Les inondations à Abidjan ont déjà fait des premières victimes en mai 2026. Selon le bulletin prévisionnel de la SODEXAM, le pic de la saison pluvieuse est attendu pour le mois de juin, une situation qui interpelle sur la nécessité de solutions techniques pour réduire les impacts et dégâts des inondations pendant la grande saison pluvieuse.
Les inondations à Abidjan en 2026 suscitent déjà une vive inquiétude, alors que le pic de la saison pluvieuse n’est pas encore atteint. En ce qui concerne le bilan humain, la toile est actuellement sous le choc après la disparition de deux personnes piégées dans les inondations à Abidjan, dans le quartier de Bingerville précisément, le 25 mai 2026. Deux disparitions avaient été signalées sur les réseaux sociaux. Ces dernières heures, l’on apprendra malheureusement que les corps des deux personnes disparues, un homme et une femme, ont été retrouvés. Au mois de juin, la pluie gagnera en intensité, selon les prévisions de la SODEXAM. Pour Ahou Don Mello, des solutions techniques s’imposent plus que jamais pour apporter une réponse concrète et claire aux inondations à Abidjan en 2026, et même pour les années à venir.

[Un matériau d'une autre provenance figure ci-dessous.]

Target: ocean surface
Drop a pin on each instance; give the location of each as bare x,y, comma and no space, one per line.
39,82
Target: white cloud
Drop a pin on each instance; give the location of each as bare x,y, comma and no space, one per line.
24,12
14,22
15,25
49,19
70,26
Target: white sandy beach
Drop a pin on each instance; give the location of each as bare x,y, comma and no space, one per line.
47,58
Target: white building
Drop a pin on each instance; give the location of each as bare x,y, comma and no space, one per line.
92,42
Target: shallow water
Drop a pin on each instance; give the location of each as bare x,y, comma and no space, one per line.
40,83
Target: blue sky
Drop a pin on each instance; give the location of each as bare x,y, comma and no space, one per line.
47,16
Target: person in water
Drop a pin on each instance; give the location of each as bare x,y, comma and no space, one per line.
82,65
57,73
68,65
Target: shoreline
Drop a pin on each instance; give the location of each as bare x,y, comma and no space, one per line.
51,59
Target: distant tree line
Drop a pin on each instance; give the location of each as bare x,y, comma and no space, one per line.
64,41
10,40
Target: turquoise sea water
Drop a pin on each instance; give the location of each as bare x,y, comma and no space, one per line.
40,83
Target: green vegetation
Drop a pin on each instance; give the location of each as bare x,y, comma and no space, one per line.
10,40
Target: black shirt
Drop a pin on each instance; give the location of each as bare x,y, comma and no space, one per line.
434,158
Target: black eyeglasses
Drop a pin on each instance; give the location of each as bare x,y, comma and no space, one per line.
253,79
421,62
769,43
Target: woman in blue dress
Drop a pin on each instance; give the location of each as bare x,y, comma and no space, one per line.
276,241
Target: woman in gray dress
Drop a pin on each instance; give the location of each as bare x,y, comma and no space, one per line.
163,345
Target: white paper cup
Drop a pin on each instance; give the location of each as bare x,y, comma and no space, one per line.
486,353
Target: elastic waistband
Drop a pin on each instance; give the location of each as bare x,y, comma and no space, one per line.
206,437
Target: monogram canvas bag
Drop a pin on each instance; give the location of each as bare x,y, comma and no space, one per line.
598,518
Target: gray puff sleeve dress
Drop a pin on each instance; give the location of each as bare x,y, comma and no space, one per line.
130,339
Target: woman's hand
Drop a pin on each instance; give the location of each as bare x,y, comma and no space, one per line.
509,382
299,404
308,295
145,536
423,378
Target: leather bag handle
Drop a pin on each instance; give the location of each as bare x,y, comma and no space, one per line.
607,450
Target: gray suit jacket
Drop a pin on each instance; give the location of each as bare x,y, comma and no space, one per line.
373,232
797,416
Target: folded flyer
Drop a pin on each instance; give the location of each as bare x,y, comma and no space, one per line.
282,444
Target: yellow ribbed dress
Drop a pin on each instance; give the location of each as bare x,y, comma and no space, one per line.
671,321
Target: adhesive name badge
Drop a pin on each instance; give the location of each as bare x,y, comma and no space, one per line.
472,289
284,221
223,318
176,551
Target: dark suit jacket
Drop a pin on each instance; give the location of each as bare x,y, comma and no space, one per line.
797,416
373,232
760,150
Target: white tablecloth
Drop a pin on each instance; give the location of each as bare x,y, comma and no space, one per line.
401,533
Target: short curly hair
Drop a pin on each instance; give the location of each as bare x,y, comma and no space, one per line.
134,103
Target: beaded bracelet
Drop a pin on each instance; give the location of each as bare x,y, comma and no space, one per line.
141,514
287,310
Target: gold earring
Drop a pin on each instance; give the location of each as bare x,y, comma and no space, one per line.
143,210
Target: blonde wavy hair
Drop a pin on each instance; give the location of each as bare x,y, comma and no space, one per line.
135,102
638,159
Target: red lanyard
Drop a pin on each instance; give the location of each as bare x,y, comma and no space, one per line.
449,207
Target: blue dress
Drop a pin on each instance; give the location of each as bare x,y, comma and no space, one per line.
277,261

Sur le plan urbain, le gouvernement gagnerait à s’inspirer du modèle de la voie de contournement Y4, selon Ahou Don Mello : «L’exemple de la voie Y4, entre Angré et Saint-Viateur, prouve que des aménagements bien appuyés par une étude sérieuse avec des bureaux d’études de référence peuvent résoudre le problème. Cette route traverse aussi une vallée, mais elle n’a jamais été inondée grâce à un dimensionnement adapté des buses et des canaux. Pour la Palmeraie, l’urgence est double multiplier et calibrer les canalisations selon les volumes d’eau réels, en tenant compte de l’impact du changement climatique, et multiplier les barrages « écrêteurs » en amont pour réguler le flux. L’approche << ville éponge » fait son chemin : remplacer le tout-béton par des pavés perméables, des espaces végétalisés et des zones de stockage volontairement inondables (parcs, terrains de sport) pour soulager les quartiers habités.
Côté bâtiment : des fondations plus résistantes s’appuyant sur des études sérieuses», a déclaré dans un premier temps l’ancien vice-président du PPA CI. Sur le plan de la construction, Ahou Don Mello propose également des solutions permettant de protéger «les bâtiments contre les infiltrations et le gonflement des sols argileux : – Adjuvants hydrofuges dans la masse du béton : ces produits ajoutés lors du mélange obstruent les capillaires et empêchent la remontée d’eau, même sous pression.- Barrières chimiques par injection: pour les murs existants, on injecte une crème hydrofuge à la base du mur, créant une coupure capillaire durable sans démolition.». En anticipations aux inondations à Abidjan en 2026, le gouverneur du district a procédé aux déguerpissements de plusieurs zones à risques, notamment dans la commune de Cocody. Reste à savoir si cette solution sera efficace face au phénomène des inondations à Abidjan en 2026, une situation qui a déjà fait deux morts cette semaine.